Le demandeur critique la décision de tenir pour régulières les expertises réalisées au cours de l'instruction préparatoire et relatives à son état de santé mentale. Il soutient qu'il aurait fallu les annuler parce qu'elles ont été effectuées de manière unilatérale. Il fait valoir que la possibilité de discuter le rapport d'expertise dans des mémoires ou lors de l'audience ne peut passer pour un équivalent valable au droit de participer à la séance d'expertise.

Concernant l'état de santé mentale de la personne qui en est l'objet, les expertises critiquées impliquent, par nature, sa participation aux investigations des hommes de l'art.

Le moyen n'indique pas en quoi les entretiens du demandeur avec les experts chargés de l'examiner et les conclusions que ceux-ci en ont tirées et qu'il a eu la faculté de contredire dès leur dépôt au dossier de l'instruction, compromettraient le droit à un procès équitable.

Imprécis, le moyen est irrecevable.

Et les formalités substantielles ou prescrites à peine de nullité ont été observées et la décision est conforme à la loi.

B. Sur le pourvoi dirigé contre l'arrêt du 22 octobre 2010 :

Sur le premier moyen :

Quant à la seconde branche :

Il est reproché à la cour d'assises d'avoir rejeté la demande de l'accusé visant à noter au procès-verbal de l'audience les explications du juge d'instruction et du chef d'enquête au sujet de la manière dont un suspect est entendu au cours de l'instruction préparatoire.

Les articles 312 et 354, alinéa 2, du Code d'instruction criminelle n'obligent pas le président de la cour d'assises à faire droit à une telle demande, de sorte qu'en la rejetant, il ne viole pas les dispositions précitées. Quant à l'article 783 du Code judiciaire, également invoqué par le moyen, il n'est pas applicable en matière répressive.
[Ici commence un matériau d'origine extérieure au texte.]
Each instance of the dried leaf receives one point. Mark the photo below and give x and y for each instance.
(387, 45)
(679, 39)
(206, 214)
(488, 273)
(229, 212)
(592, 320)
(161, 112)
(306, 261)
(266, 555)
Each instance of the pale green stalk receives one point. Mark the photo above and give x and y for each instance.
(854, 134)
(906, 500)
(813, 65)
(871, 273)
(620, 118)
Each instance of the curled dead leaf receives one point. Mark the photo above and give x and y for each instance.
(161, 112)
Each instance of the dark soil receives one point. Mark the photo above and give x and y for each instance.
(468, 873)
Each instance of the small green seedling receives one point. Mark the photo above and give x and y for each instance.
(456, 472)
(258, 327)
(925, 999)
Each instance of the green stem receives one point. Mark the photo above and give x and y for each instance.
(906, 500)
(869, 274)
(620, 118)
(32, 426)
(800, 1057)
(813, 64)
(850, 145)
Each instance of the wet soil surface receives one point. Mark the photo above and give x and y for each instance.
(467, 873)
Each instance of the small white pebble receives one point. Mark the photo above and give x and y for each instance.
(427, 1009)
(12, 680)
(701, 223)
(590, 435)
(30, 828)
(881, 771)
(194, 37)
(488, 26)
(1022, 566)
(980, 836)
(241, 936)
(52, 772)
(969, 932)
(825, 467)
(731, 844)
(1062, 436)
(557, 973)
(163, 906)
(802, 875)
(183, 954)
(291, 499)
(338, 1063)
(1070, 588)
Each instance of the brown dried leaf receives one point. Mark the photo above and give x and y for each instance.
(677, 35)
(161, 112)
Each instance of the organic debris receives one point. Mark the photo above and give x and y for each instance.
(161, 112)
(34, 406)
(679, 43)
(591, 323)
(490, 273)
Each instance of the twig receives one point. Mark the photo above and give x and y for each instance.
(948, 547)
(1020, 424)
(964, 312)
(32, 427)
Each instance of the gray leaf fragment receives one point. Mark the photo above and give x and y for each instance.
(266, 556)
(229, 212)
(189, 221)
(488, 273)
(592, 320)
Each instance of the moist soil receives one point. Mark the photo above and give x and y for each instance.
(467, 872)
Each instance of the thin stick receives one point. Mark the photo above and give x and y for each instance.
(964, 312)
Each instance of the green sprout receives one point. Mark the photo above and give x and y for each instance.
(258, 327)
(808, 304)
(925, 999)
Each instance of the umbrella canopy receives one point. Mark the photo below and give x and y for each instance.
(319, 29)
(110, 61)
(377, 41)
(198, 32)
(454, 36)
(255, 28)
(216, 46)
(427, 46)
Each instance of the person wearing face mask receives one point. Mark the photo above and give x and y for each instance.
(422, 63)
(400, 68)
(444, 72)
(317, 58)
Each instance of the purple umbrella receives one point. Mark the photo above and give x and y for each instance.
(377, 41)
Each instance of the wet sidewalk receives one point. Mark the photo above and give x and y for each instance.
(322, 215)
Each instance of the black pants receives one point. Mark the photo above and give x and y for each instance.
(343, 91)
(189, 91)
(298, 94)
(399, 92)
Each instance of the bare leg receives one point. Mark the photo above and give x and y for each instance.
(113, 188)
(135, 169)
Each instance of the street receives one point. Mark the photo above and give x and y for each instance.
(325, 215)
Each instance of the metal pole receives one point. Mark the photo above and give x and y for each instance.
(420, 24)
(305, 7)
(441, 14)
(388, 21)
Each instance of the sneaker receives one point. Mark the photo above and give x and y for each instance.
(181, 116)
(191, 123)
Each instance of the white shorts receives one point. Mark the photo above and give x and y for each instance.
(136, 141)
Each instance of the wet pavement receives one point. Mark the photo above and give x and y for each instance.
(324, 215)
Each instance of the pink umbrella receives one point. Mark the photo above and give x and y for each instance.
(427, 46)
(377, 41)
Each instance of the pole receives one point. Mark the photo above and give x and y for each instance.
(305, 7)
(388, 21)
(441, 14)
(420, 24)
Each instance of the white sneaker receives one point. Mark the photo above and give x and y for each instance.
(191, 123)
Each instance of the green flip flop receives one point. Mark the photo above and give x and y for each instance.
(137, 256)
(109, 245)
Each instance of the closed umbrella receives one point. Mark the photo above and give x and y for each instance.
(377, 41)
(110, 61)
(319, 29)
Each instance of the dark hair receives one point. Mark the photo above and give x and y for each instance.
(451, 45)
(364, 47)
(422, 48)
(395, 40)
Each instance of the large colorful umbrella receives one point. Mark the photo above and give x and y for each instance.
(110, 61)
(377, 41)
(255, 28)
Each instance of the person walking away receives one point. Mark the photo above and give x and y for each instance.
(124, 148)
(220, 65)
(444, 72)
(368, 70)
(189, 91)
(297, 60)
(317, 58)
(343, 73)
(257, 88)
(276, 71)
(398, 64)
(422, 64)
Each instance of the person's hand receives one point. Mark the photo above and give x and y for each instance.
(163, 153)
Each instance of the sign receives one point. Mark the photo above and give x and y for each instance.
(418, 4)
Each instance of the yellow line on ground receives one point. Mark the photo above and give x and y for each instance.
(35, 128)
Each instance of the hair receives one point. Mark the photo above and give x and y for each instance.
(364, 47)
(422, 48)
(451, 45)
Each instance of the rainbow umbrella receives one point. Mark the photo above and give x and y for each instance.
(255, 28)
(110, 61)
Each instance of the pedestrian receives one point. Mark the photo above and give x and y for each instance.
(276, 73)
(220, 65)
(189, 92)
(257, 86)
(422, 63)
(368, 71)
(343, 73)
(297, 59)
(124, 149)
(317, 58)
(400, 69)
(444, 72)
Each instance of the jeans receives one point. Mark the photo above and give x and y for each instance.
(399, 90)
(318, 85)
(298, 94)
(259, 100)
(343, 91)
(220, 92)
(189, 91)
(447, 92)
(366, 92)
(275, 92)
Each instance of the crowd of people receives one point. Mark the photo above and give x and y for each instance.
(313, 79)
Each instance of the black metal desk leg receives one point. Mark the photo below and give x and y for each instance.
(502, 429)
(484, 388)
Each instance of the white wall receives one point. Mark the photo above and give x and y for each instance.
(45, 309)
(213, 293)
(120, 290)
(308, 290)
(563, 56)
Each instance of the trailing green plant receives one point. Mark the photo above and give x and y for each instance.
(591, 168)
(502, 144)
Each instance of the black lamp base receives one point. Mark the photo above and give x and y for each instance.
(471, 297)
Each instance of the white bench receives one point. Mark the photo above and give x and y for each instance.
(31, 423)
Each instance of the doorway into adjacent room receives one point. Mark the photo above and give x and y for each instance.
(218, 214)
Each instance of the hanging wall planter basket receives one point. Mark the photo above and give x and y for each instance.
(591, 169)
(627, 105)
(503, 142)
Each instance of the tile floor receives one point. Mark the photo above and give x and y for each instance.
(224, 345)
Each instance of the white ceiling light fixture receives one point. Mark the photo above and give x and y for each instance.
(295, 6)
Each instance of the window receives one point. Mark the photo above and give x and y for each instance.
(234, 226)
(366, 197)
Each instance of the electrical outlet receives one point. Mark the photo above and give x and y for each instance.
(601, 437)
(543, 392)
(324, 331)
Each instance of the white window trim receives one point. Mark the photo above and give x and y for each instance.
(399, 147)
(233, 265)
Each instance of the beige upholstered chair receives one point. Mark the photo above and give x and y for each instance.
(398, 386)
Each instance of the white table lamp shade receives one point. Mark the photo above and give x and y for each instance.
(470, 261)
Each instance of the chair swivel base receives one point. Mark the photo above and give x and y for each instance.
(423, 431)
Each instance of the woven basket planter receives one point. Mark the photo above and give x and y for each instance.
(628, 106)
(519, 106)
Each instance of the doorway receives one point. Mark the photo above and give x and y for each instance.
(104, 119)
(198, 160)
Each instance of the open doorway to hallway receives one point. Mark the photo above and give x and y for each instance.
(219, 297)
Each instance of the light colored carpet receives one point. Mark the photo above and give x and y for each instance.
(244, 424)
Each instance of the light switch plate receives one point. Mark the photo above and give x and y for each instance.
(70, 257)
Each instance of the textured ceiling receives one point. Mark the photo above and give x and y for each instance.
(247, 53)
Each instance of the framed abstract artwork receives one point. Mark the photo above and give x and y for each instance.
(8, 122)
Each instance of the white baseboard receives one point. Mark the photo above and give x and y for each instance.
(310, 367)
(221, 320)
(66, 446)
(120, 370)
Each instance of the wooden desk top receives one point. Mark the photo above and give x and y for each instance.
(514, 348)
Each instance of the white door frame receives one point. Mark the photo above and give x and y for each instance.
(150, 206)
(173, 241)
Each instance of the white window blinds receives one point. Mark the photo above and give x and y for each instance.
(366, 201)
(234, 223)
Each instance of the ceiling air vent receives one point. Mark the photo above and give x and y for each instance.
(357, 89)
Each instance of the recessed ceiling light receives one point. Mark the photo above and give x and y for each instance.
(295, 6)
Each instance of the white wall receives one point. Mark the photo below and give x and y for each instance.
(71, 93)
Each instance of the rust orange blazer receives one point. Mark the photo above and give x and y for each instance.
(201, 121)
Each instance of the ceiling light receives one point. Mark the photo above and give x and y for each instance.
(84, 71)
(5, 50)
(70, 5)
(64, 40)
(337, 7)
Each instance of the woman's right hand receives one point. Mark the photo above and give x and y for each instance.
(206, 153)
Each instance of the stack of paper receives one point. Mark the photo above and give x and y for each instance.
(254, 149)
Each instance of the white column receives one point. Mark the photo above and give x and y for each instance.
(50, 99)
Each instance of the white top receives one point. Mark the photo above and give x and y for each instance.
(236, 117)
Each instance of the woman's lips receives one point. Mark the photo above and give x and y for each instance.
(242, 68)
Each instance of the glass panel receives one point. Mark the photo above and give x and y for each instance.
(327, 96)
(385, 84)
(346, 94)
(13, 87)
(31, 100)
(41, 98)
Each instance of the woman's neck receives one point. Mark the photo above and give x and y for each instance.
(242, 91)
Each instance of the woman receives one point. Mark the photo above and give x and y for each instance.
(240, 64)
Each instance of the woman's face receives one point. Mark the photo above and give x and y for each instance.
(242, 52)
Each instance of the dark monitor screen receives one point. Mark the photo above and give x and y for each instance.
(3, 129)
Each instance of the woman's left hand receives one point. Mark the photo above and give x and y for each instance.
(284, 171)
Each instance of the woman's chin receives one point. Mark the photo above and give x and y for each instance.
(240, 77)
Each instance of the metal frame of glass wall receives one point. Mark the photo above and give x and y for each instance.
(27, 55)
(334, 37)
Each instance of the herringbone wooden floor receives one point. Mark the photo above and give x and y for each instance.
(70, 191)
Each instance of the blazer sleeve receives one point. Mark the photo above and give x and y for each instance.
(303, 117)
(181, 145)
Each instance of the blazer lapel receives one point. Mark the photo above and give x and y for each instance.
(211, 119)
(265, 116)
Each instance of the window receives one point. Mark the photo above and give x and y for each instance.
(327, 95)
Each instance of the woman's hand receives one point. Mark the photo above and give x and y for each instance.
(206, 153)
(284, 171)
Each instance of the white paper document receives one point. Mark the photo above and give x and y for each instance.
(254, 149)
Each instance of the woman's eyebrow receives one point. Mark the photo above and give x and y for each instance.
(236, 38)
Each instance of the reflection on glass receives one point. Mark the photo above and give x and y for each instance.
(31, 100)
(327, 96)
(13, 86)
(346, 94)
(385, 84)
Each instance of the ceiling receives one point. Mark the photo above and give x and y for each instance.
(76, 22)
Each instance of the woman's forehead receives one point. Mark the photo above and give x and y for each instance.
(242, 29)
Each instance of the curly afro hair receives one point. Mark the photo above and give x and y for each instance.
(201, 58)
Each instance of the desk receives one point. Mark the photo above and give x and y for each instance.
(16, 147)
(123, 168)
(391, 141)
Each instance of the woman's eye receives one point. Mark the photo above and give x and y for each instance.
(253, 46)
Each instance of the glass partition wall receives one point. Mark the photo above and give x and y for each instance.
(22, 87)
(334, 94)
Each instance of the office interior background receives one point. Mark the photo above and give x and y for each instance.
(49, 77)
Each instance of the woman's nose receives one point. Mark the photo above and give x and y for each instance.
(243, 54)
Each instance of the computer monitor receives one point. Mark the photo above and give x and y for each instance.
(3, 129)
L'absence de transcription des dépositions recueillies devant le jury ne méconnaît pas les droits de la défense, celle-ci conservant le droit de déposer pendant toute la durée de la session des conclusions relatives aux faits et déclarations dont l'existence ou la teneur lui paraissent devoir être constatées par écrit.

Le moyen manque en droit.

Et les formalités substantielles ou prescrites à peine de nullité ont été observées et la décision est conforme à la loi.

C. Sur les pourvois dirigés contre les arrêts des 26 et 27 octobre 2010 :

Les formalités substantielles ou prescrites à peine de nullité ont été observées et les décisions sont conformes à la loi.

PAR CES MOTIFS,

LA COUR

Rejette les pourvois ;

Condamne le demandeur aux frais de ses pourvois.

Lesdits frais taxés à la somme de cent septante euros quarante centimes dus.

Ainsi jugé par la Cour de cassation, deuxième chambre, à Bruxelles, où siégeaient le chevalier Jean de Codt, président de section, président, Frédéric Close, président de section, Benoît Dejemeppe, Pierre Cornelis et Gustave Steffens, conseillers, et prononcé en audience publique du vingt-trois février deux mille onze par le chevalier Jean de Codt, président de section, en présence de Jean Marie Genicot, avocat général, avec l'assistance de Tatiana Fenaux, greffier.